Why? We have no clue as we see him bopping happily along on his way to work, cartwheeling, leapfrogging, slam-dunking and smiling goofily at all and sundry. And then we suddenly get it. The reason the man is so happy is because he – let’s use a mild euphemism here – ‘got lucky’ the night before. And, strictly by implication, we learn what made his happiness possible. ‘Viagra,’ says the closing super. ‘Talk to your doctor.’
The concept was as simple as it was brilliant, says, among many others, Strategy columnist and veteran ad man John Burghardt, who rated the spot ‘smart and classy’ and gave it a 10 the moment he saw it. ‘When you’ve got a product that’s unique and exciting in its own right, like Viagra, it’s best to sit back and stay out of the way,’ he says, as Taxi did in this ad.
Andy Macaulay, a partner at Toronto’s Zig agency, was equally impressed. ‘As a piece of communication, I think [the ‘Good Morning’ spot] is incredibly breakthrough, especially because they were forced to be oblique in their message.’
Ironically, says Maxine Thomas, Taxi’s strategic planner, the strict DTC regulations had their use after all.
‘Sometimes limitations actually free you up because they send you down a very narrow road and that focuses you on just the pure possibilities. We decided…we wanted to change perceptions and help people realize that [overcoming E.D.] has as much of an emotional benefit as a physical one. And that led to one of those creative leaps where we realized that an interesting way to do that would be to show someone who’s feeling much happier.’
With that concept in place, the creative team on the ‘Good Morning’ spot – art director Alan Madill and copywriter Terry Drummond – set to work on the execution. In a series of hilarious sessions in Toronto and Montreal, they auditioned dozens of actors. Then they found just the right combination of rumpled charm and, says Madill, ‘Jim Belushi-quality dancing’ from B.C. golf pro and part-time actor Andrew Winston.
Drummond says a real eureka moment occurred when an Internet song search led the team to the happy little ditty Debbie Reynolds sang in the classic musical Singin’ in the Rain.
‘We knew it would work because it has a great innocence and joy that really matched what we wanted to do visually…[which was] to stay away from anything cheesy and just present someone who was reinvigorated.’

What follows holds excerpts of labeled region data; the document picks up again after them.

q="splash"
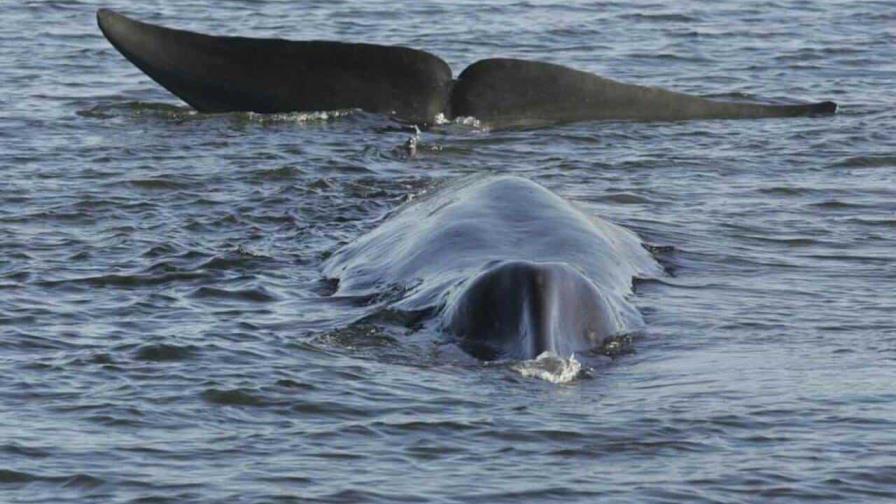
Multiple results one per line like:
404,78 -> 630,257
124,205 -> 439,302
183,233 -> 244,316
245,109 -> 356,124
511,351 -> 585,383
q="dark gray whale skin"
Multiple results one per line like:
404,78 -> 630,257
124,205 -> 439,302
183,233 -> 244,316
451,58 -> 837,127
323,176 -> 662,360
96,9 -> 452,123
97,9 -> 837,128
447,261 -> 611,360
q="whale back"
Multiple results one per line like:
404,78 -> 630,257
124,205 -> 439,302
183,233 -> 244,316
445,261 -> 630,360
323,176 -> 660,310
97,9 -> 452,123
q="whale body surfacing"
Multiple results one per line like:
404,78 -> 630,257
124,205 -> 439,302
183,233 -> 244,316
324,176 -> 662,360
97,9 -> 837,128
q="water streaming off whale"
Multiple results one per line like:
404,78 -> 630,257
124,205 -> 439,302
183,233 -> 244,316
0,0 -> 896,504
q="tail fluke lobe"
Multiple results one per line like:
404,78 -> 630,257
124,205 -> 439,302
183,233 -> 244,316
450,58 -> 837,127
97,9 -> 452,123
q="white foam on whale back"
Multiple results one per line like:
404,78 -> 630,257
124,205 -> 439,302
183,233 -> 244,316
323,176 -> 662,333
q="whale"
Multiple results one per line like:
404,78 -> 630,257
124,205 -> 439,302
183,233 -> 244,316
322,176 -> 663,361
97,9 -> 837,128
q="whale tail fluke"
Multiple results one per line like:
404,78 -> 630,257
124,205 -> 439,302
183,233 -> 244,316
97,9 -> 452,123
97,9 -> 837,127
450,58 -> 837,126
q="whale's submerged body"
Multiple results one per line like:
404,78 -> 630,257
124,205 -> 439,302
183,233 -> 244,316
324,176 -> 662,360
97,9 -> 837,127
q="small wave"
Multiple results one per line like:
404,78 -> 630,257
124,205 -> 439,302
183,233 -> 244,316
0,469 -> 38,483
190,286 -> 277,303
202,389 -> 268,406
511,352 -> 585,383
76,101 -> 198,119
596,192 -> 653,205
134,343 -> 196,362
831,155 -> 896,168
40,272 -> 205,287
619,12 -> 699,23
127,178 -> 187,190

The Taxi team subsequently produced a third unbranded spot, called ‘The Straight Goods,’ which Piacek says furthers Pfizer’s mission of expanding consumer knowledge about E.D., in that it focuses on a variety of possible physical causes for the disorder.
What’s next for the Viagra campaign? No one at Pfizer or Taxi will talk specifics because, possibly as early as next spring, their product will no longer be the only game in town. As soon as Ottawa greenlights them, wannabe products from Eli Lilly/Icos, GlaxoSmithKline/Bayer and NexMed will begin competing for market share on Viagra’s turf.
So Pfizer will need to muster up more of the daring and creativity it has demonstrated so far to produce a campaign that somehow manages to differentiate Viagra’s product benefits without mentioning its name. How will they do it? A whole bunch of us can’t wait to find out.